Fiona started her garden design business 15 years ago with a grant from the Princes Trust, and The Enterprise Council. The business has expanded and she mostly deals with clients who have gardens over an acre in size. A holder of three gold awards from Chelsea and three international awards, she has established herself as an enthusiastic designer with attention to detail.
One of the international competitions involved a visit to Japan where they were given a site fifteen metres square (fifty feet square) to create an English Garden in seventeen days. The team were hampered by not speaking Japanese and the Japanese helpers did not speak English. Much can be done however with gestures and hand signals, and a spectacular garden was created with water cascading over a wall into a pond and planted up with English flowers.

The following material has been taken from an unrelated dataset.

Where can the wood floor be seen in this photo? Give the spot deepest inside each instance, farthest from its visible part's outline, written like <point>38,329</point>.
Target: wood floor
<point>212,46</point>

We were then treated to a slide show of some of the gardens that she had created over the years and their different seasons with trees playing an important part in the landscape. Plants are chosen for their leaves as well as their blooms as flowers will die but an added bonus with some flowers is the attractive seed heads. She had commented that she liked a plant that dies well. this remark had been taken up by the satirical magazine 'Private Eye' and had won her sixth place in the Private Eye list of quotes; she had come ahead of Jeremy Clarkson of Top Gear fame! The basic secret to creating beautiful gardens is in the amount of compost that you dig in, we were told; but in the end gardens are only as good as the people who look after them, but her gardens had considerable staying power as the slides taken some years after their creation showed.
After a few notices members were reminded that the Club's next evening meeting will be on October 10th at 7.45 pm in the URC hall when the speaker will be Mr. C. Howkins who will talk on 'Local Trees, Fact and Fiction'. Everyone is welcome to what promises to be an entertaining evening.